Selanjutnya, beberapa menu makanan kurang matang karena harus diproduksi dalam jumlah besar. Di sejumlah sekolah juga terjadi pengemasan ulang makanan tanpa pemanasan.
“Kondisi ini memperbesar risiko terjadinya keracunan massal,” tambah Citra.
Dia pun merekomendasikan sejumlah langkah perbaikan untuk SPPG. Di antaranya, standarisasi fasilitas dan kapasitas SPPG, asesmen awal untuk menilai kelayakan produksi massal, dan penerapan HACCP. Di samping itu, setiap staf SPPG wajib mendapat pelatihan keamanan pangan dan memiliki Sertifikat Layak Higiene Sanitasi (SLHS).
Selain itu, tata kelola MBG juga memerlukan pengawasan.

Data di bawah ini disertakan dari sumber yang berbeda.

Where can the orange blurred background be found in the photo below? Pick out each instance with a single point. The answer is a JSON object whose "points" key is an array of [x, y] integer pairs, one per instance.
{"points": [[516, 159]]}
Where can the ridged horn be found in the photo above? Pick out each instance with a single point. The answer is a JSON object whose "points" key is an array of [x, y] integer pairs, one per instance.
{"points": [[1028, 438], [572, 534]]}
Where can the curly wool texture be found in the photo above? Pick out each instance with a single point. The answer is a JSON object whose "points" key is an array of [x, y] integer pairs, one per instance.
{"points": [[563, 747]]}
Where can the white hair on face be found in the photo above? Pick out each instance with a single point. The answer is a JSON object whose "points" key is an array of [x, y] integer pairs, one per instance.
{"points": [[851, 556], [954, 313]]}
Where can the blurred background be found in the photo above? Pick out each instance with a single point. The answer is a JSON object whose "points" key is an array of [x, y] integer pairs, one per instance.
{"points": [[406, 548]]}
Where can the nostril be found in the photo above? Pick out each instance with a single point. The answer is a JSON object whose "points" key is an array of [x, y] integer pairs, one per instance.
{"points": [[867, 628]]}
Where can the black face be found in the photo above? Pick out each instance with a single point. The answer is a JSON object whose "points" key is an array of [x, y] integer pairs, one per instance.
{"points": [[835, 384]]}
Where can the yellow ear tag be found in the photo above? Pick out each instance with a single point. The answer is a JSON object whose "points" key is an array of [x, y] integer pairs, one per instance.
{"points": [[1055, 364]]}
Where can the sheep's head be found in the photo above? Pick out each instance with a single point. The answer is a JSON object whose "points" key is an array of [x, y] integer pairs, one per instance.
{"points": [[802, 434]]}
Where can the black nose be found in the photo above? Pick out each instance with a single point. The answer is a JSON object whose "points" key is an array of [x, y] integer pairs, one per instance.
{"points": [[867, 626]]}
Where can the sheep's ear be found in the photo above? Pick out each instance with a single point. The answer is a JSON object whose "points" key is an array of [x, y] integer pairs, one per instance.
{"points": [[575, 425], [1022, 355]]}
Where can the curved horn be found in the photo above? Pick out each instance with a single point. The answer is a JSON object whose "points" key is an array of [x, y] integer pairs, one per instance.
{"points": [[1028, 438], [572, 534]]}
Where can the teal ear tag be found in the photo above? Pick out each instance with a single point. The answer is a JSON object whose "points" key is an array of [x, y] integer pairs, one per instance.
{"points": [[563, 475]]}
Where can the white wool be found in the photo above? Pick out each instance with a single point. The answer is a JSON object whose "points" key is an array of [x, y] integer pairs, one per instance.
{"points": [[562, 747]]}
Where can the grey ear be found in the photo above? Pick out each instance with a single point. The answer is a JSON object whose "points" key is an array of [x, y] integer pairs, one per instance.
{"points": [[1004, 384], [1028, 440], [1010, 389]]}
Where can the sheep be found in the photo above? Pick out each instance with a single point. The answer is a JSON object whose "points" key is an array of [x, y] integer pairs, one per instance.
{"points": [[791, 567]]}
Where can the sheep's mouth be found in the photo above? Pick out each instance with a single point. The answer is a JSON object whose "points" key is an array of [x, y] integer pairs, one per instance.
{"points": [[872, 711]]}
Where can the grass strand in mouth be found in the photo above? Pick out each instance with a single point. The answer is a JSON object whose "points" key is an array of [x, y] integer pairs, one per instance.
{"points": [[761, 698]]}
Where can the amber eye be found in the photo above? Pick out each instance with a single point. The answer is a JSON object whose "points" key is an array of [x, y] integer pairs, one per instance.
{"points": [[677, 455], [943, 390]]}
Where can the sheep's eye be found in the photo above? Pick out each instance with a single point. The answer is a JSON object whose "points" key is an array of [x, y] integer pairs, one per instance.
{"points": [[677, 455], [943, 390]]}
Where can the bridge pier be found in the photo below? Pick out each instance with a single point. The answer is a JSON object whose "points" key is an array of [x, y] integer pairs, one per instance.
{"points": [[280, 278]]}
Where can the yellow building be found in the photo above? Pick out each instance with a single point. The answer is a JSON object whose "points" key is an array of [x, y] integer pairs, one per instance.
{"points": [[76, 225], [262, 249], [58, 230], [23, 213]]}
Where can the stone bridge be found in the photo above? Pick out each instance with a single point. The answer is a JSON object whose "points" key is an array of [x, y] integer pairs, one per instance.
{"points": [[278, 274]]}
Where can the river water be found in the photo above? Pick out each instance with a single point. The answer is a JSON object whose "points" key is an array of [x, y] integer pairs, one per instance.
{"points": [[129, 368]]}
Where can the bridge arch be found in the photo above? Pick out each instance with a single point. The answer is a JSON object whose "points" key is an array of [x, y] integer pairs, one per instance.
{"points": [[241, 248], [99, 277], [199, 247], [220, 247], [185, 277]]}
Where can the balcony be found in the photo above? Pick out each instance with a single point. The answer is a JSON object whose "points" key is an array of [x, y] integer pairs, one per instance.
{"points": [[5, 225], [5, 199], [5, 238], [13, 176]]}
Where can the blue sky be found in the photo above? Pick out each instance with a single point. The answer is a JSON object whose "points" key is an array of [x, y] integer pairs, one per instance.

Ini mencakup mekanisme kontrol yang jelas, monitoring periodik, dan koordinasi lintas sektor yang perlu diperkuat.
“Kolaborasi berbagai pihak mutlak diperlukan agar anak-anak benar-benar mendapat manfaat program tanpa terpapar risiko keracunan pangan,” pungkas Citra.
Sebelumnya, Kementerian Kesehatan (Kemenkes) mewajibkan SPPG untuk memiliki tiga jenis sertifikasi. Ketiganya adalah SLHS, HACCP, dan sertifikat halal. Ketiga sertifikasi ini harus ditambah rekognisi dari Badan Pengawas Obat dan Makanan (BPOM).
Menteri Kesehatan (Menkes), Budi Gunadi Sadikin mengatakan, sertifikat itu diperlukan sebagai upaya pencegahan KLB keracunan pangan akibat MBG. Pemerintah lintas kementerian dan lembaga juga sudah menyepakati untuk mendorong percepatan penerbitan ketiga sertifikat itu.
"Kita membereskan masalah sertifikasi, jadi standar minimum dari SPPG-nya," ujar Budi dalam konferensi pers di kantor Kemenkes, Jakarta Selatan, Kamis (2/10).